Can you guess the size of the thinnest magnet? It is just one atom thick.
Scientists from the University of California Berkeley have created the first 2D magnet, just an atom thick. This ultra-thin magnet is also chemically stable and retains magnetism at room temperatures. The research is published in Nature Communications.
The new magnet can revolutionize the research of ferromagnetism and the development of new types of memory devices. It could be a game-changer for the field of quantum physics.
Previous ultra-thin 2D magnets had to be kept at ultracold conditions to retain the chemical properties and magnetism, making it impossible to use them in practical application.
According to material scientist Jie Yao from the University of California, “State-of-the-art 2D magnets need very low temperatures to function. But for practical reasons, a data center needs to run at room temperature. Our 2D magnet is not only the first that operates at room temperature or higher, but it is also the first magnet to reach the true 2D limit: It’s as thin as a single atom!”
Scientists made this state-of-the-art magnet using cobalt-doped van der Waals zinc oxide. A carefully measured ratio of Graphene oxide is mixed in acetate dihydrates of zinc and cobalt. When this mixture is baked in a vacuum, the mixture cools into a single layer of zinc oxide interspersed with cobalt atoms sandwiched between layers of graphene. The graphene layer is burned off by burning in the air, leaving a single layer of cobalt-doped zinc oxide.
The amount of cobalt scattered among the zinc oxide determines the strength of magnetism. A sweet spot of 12 percentage of cobalt makes the layer strongly magnetic. The material also was found to be stable even at temperatures around 212 degrees Fahrenheit.
Electrons are small magnets with North and South poles. They have their own tiny magnetic field, and their magnetic orientations cancel each other out in most materials. However, in ferromagnetic materials, electrons with the same magnetic orientation group themselves in domains.

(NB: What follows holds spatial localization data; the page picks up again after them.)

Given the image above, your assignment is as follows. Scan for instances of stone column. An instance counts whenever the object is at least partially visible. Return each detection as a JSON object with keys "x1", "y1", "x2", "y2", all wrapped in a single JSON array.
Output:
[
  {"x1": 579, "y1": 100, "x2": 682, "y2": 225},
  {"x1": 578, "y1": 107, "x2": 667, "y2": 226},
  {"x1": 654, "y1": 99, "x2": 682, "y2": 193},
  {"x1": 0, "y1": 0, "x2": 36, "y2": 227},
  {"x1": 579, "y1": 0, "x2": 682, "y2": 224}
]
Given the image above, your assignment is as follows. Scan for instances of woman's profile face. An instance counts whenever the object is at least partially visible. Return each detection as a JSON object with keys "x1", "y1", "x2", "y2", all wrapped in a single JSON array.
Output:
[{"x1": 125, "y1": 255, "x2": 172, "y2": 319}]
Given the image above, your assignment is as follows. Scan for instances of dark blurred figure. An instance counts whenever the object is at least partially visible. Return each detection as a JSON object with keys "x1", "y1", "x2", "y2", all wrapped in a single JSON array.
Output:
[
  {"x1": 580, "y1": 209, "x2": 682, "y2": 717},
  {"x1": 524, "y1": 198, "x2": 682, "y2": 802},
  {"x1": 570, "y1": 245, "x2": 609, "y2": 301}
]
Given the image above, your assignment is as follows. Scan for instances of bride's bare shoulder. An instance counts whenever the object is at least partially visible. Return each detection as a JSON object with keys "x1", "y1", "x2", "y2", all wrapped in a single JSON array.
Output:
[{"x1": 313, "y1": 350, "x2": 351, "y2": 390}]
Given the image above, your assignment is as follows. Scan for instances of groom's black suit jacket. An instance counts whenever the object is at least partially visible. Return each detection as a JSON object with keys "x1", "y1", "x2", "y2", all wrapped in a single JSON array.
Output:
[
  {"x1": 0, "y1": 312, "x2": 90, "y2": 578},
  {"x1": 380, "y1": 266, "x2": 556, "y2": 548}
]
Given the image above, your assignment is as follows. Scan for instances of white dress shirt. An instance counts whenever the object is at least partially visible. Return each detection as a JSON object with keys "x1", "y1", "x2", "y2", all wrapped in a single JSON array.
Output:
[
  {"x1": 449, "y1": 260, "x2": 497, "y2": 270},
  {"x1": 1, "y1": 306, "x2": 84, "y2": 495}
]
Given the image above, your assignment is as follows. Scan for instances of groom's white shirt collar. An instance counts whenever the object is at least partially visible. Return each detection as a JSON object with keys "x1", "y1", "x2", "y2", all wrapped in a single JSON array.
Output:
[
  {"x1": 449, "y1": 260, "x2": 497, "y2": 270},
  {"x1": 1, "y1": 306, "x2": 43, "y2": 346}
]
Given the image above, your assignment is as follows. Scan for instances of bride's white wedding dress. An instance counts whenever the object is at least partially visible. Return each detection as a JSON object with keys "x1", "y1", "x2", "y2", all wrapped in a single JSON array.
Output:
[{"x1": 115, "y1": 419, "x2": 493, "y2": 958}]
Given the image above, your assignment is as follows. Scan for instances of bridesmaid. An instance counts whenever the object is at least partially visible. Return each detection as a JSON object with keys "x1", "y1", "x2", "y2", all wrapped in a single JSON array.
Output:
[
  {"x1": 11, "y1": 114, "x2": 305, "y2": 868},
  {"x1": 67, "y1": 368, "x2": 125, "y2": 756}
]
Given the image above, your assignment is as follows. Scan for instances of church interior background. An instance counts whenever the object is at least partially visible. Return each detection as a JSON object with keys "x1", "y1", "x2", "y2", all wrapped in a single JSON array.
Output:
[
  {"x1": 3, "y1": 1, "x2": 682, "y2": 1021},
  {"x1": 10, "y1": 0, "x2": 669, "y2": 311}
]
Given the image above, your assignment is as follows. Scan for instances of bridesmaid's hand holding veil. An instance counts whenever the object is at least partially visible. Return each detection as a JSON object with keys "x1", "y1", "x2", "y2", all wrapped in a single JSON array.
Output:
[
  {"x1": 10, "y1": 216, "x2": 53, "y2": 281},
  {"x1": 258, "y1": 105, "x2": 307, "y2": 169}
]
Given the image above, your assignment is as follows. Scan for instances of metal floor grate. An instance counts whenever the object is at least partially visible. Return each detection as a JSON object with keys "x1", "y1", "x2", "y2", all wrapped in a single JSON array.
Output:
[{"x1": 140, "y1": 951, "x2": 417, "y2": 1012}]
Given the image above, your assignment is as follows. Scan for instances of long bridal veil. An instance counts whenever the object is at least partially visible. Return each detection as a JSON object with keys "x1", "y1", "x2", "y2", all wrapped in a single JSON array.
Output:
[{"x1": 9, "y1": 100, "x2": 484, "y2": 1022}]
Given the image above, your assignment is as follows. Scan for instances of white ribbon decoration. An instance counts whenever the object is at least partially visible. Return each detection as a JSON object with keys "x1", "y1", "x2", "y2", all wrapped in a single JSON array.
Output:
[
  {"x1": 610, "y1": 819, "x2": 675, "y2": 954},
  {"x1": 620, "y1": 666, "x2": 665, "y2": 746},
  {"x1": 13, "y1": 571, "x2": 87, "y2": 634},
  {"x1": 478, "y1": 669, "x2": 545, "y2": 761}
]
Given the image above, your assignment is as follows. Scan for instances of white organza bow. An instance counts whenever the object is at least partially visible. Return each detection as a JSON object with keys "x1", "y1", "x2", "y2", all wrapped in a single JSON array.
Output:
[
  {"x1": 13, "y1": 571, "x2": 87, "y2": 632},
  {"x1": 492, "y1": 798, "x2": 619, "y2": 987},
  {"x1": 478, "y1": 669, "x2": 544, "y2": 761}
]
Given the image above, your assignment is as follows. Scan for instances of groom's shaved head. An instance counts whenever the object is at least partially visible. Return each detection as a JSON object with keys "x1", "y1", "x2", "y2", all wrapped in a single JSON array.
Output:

All the domains are oriented in the same direction in a magnetic material.
According to the researchers, the free electrons in the zinc oxide could be acting as intermediaries to keep the film magnetic even at high temperatures.
This material opens up new possibilities in various technological fields include memory devices and quantum computing. Further analysis is required to understand the limitations of this material.